Introduction

Gastrointestinal (GI) endoscopy is an essential tool for diagnosing and treating various GI diseases, including cancer which remains a global health burden and one of the important causes of cancer-related deaths worldwide [1, 2]. However, given the essential nature of this tool, it is still challenging to diagnose GI neoplasms by endoscopy [3, 4] because the detection and diagnosis depend on the endoscopist’s experience [5].

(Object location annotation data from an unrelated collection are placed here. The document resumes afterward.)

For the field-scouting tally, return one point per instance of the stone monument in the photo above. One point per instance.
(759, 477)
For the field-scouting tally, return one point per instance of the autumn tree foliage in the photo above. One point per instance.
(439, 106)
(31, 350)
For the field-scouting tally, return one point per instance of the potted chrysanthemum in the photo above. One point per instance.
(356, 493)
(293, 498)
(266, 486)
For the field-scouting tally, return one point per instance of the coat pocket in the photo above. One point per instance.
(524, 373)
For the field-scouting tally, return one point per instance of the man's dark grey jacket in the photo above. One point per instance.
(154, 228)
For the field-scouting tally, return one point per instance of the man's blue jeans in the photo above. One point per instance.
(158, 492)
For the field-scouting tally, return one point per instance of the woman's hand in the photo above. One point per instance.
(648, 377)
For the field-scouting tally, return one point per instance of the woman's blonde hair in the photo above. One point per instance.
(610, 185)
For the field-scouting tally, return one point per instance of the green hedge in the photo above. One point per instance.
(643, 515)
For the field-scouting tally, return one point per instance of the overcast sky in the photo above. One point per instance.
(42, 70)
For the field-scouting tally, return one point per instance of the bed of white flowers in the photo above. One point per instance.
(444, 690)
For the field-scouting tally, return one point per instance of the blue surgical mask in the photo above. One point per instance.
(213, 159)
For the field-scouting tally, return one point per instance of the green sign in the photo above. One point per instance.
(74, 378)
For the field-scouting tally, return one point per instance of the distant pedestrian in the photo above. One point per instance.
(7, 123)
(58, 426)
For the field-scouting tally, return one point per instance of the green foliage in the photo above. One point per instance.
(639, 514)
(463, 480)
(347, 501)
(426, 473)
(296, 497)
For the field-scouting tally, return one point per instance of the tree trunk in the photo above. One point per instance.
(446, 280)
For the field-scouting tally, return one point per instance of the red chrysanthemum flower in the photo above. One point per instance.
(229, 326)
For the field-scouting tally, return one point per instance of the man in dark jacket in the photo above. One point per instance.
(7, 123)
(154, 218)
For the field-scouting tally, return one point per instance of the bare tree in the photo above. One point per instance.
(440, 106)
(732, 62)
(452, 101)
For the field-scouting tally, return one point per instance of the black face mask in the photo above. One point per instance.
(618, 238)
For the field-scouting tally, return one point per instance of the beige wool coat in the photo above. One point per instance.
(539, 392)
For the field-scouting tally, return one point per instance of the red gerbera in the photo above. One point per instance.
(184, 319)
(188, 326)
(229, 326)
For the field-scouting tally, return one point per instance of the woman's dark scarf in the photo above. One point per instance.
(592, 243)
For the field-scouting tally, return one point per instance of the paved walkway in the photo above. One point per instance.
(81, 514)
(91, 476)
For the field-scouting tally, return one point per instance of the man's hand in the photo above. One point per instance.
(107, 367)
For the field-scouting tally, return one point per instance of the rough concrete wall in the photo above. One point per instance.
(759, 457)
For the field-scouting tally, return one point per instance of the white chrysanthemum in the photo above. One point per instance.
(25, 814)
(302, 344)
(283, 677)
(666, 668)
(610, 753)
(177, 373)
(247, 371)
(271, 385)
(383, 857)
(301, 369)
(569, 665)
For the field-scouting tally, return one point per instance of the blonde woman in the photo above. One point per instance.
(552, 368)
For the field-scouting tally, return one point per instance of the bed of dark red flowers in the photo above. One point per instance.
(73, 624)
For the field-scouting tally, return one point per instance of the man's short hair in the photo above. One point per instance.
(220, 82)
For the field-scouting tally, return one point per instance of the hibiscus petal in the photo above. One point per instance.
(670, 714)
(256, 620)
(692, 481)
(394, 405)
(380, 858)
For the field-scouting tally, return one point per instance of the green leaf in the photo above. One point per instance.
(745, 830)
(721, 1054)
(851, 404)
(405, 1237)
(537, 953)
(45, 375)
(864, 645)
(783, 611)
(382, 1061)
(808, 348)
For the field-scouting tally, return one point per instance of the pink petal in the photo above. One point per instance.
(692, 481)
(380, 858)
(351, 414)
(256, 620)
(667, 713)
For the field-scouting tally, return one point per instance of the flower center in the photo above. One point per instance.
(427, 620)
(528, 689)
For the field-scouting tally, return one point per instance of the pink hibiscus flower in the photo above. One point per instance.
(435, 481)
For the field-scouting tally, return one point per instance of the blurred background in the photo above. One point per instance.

Several studies have recently reported the performance of deep learning-based artificial intelligence (AI) systems using endoscopic images to compensate for endoscopist experience. These reports have shown favorable performance for detecting GI neoplasms, predicting invasion depth, or classifying neoplasms [6,7,8,9,10,11,12]. The computer-aided detection and diagnosis (CAD) system for colonic neoplasms has well-established and proven clinical efficacy [13,14,15]. However, the CAD system for gastric neoplasms has demonstrated relatively poor performance compared to colonic neoplasms [16]. The reason is that the background mucosa of gastric neoplasms accompanies chronic inflammation, such as in atrophic gastritis and intestinal metaplasia [11, 16]. Given the sensitivity of deep learning to background noise, these studies have significant limitations. They needed a large dataset of real-world and high-quality images. Such images have been associated with high costs, increased time, and ethical issues such as privacy concerns [17].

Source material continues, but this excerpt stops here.